// Government urges businesses to “act now” with just 81 days left to prepare for Brexit transition
// Retailers can attend online webinar on Wednesday October 14 to help make arrangements
The UK government on Sunday issued a warning to businesses to prepare for the end of the Brexit transition period.
In a press release today, Business Secretary Alok Sharma announced that firms would need to “take action now” to prepare for the UK’s “new start” on January 1 2021.
Sharma will write to 600,000 firms this week, calling on businesses to familiarise themselves with the actions they will need to take once Britain has left the European Union, recommending they visit gov.uk/transition and use the government’s checker tool.
When the transition period ends on December 31 2020, the government has stated there will be a guaranteed set of changes and opportunities for which businesses need to prepare as the UK leaves the customs union and single market.
This will include changes to the way businesses import and export goods, the process for hiring people from the EU, and the way businesses provide services in EU markets.

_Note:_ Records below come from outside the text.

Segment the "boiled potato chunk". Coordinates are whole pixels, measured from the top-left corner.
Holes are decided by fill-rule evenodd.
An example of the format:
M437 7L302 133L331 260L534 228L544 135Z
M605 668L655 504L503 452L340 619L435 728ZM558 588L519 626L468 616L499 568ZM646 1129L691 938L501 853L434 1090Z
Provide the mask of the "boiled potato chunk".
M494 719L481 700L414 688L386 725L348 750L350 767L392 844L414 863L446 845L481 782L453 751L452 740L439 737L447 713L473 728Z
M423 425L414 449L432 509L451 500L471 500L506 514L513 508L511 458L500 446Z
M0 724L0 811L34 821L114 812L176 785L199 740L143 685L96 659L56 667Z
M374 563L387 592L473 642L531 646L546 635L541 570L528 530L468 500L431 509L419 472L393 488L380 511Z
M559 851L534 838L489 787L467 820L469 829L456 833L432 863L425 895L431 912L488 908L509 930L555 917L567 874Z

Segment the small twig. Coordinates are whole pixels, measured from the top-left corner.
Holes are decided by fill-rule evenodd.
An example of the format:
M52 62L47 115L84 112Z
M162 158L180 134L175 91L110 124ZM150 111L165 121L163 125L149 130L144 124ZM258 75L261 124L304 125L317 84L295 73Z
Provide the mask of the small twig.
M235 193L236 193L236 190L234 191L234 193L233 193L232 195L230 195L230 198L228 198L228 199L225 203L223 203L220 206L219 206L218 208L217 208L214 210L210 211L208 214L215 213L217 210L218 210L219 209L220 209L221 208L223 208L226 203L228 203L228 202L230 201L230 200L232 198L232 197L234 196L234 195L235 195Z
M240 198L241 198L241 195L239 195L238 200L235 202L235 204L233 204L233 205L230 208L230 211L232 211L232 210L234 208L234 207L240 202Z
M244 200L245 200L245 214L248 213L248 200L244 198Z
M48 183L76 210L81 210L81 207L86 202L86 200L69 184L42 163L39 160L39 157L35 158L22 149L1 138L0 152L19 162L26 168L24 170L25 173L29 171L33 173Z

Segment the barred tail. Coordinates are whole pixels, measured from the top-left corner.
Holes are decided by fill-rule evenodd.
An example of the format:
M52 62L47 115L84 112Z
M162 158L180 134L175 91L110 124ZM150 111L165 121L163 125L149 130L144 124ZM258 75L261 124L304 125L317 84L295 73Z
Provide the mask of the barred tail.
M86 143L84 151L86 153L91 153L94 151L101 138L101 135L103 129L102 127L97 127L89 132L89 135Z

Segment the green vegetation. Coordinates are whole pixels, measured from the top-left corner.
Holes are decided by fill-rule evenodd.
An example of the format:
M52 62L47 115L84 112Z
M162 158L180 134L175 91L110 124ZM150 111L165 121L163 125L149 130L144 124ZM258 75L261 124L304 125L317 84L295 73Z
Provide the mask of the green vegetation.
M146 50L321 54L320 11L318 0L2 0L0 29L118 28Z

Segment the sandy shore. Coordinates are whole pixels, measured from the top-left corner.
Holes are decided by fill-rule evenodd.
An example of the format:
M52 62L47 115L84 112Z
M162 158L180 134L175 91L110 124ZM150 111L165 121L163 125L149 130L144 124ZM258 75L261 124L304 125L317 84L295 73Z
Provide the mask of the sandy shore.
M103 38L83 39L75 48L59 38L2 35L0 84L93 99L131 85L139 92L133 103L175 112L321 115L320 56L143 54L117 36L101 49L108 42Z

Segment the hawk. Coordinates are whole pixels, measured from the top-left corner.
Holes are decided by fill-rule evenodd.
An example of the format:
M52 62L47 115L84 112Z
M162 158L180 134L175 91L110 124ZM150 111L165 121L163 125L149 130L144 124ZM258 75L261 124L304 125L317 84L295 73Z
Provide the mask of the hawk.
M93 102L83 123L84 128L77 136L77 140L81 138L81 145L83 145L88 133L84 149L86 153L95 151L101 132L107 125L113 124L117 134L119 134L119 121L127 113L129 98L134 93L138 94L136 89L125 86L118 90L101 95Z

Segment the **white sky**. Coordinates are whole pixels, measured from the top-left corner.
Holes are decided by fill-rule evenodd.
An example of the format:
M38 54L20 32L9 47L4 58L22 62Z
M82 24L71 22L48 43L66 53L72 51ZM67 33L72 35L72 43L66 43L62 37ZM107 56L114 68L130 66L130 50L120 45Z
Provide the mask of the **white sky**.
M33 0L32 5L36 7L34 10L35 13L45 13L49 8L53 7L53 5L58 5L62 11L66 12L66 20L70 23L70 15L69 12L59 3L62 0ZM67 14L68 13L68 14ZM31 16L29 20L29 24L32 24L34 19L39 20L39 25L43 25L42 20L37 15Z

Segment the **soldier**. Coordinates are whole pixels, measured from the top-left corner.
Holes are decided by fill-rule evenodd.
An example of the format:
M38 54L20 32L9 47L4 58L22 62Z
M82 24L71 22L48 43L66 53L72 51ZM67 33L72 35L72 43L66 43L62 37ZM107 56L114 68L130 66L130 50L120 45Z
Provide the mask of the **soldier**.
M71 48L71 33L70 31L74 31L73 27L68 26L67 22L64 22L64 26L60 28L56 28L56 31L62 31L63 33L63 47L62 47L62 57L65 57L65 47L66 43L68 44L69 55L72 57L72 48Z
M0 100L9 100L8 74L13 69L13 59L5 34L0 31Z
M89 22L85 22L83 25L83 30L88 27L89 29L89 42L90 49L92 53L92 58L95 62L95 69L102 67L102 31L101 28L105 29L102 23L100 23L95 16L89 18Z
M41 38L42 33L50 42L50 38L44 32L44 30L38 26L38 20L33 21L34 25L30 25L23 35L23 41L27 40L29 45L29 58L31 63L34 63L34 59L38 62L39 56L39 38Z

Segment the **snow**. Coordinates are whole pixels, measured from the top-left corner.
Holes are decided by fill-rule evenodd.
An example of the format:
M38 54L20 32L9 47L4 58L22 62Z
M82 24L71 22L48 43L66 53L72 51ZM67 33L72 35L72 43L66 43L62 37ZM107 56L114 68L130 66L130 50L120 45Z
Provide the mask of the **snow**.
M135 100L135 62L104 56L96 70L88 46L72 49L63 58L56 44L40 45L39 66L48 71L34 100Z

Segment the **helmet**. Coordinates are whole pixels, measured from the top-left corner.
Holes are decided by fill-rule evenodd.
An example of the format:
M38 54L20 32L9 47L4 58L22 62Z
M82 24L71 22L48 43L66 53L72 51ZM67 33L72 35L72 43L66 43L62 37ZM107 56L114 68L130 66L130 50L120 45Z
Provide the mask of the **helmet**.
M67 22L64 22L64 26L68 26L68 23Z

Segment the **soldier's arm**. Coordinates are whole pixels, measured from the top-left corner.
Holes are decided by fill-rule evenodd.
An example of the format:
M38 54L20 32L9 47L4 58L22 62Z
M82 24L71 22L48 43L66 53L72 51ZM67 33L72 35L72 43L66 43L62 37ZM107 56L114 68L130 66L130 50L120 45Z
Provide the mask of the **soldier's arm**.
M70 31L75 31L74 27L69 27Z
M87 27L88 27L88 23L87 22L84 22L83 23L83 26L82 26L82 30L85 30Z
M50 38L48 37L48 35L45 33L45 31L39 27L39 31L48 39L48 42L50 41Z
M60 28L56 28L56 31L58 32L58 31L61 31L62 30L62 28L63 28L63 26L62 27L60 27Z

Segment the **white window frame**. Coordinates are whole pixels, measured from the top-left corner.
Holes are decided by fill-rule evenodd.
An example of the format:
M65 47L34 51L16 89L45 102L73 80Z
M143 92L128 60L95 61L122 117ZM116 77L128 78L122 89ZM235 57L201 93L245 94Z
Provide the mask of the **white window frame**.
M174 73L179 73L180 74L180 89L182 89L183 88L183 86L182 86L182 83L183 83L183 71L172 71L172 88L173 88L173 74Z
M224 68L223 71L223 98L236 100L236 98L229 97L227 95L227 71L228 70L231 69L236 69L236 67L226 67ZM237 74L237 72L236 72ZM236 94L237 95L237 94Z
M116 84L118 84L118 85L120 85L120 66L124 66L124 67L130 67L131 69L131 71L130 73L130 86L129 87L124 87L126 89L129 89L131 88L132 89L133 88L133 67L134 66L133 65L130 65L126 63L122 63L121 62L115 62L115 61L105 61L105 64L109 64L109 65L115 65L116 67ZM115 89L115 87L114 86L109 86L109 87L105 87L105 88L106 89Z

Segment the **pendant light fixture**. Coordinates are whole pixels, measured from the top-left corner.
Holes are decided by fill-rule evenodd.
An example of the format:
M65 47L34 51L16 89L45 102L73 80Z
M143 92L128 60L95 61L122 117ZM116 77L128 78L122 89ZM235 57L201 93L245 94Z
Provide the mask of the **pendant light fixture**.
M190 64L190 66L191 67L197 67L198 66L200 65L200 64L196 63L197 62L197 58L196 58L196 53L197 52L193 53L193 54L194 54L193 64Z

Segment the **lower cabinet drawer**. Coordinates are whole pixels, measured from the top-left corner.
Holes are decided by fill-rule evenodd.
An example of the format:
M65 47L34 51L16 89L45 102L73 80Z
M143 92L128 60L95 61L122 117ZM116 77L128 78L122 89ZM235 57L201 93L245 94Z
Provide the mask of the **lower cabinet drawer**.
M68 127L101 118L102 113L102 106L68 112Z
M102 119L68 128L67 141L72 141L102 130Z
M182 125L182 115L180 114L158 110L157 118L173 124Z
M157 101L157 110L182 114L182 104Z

“With just 81 days until the end of the transition period, businesses must act now to ensure they are ready for the UK’s new start come January. There will be no extension to the transition period, so there is no time to waste,” Sharma said.
“I urge all businesses across the country to check gov.uk to see what action they need to take, sign up for updates, or attend one of our sector-specific webinars.
“Businesses have a crucial role to play in ensuring a smooth transition, and we will be there to support them through this change every step of the way.”
Sharma added that most of what businesses need to do is the same regardless of the outcome of the negotiations.
Alongside the checklist, a range of webinars have been arranged by the Business Department for businesses to attend online.
The first of these is on Tuesday October 13, focusing on services and investment, followed by a retail-focused session on Wednesday October 14.
The news comes as many of the country’s retailers are braced for a new spate of local lockdowns, with Prime Minister Boris Johnson expected to announce new coronavirus measures on Monday.
Although the final quarter of the year is usually considered ‘peak trading’ for retailers, a looming no-deal Brexit could exacerbate what has been a relentlessly tough time for the high street.
Last month British Retail Consortium chief executive Helen Dickinson warned a no-deal Brexit could mean new costs for the industry.
“Many non-food retailers will face large tariff bills, and as a result, the total cost to the industry and its customers would be much higher.
“The government must prioritise a tariff-free deal, otherwise hard-pressed consumers will bear the brunt of price increases,” Dickinson added.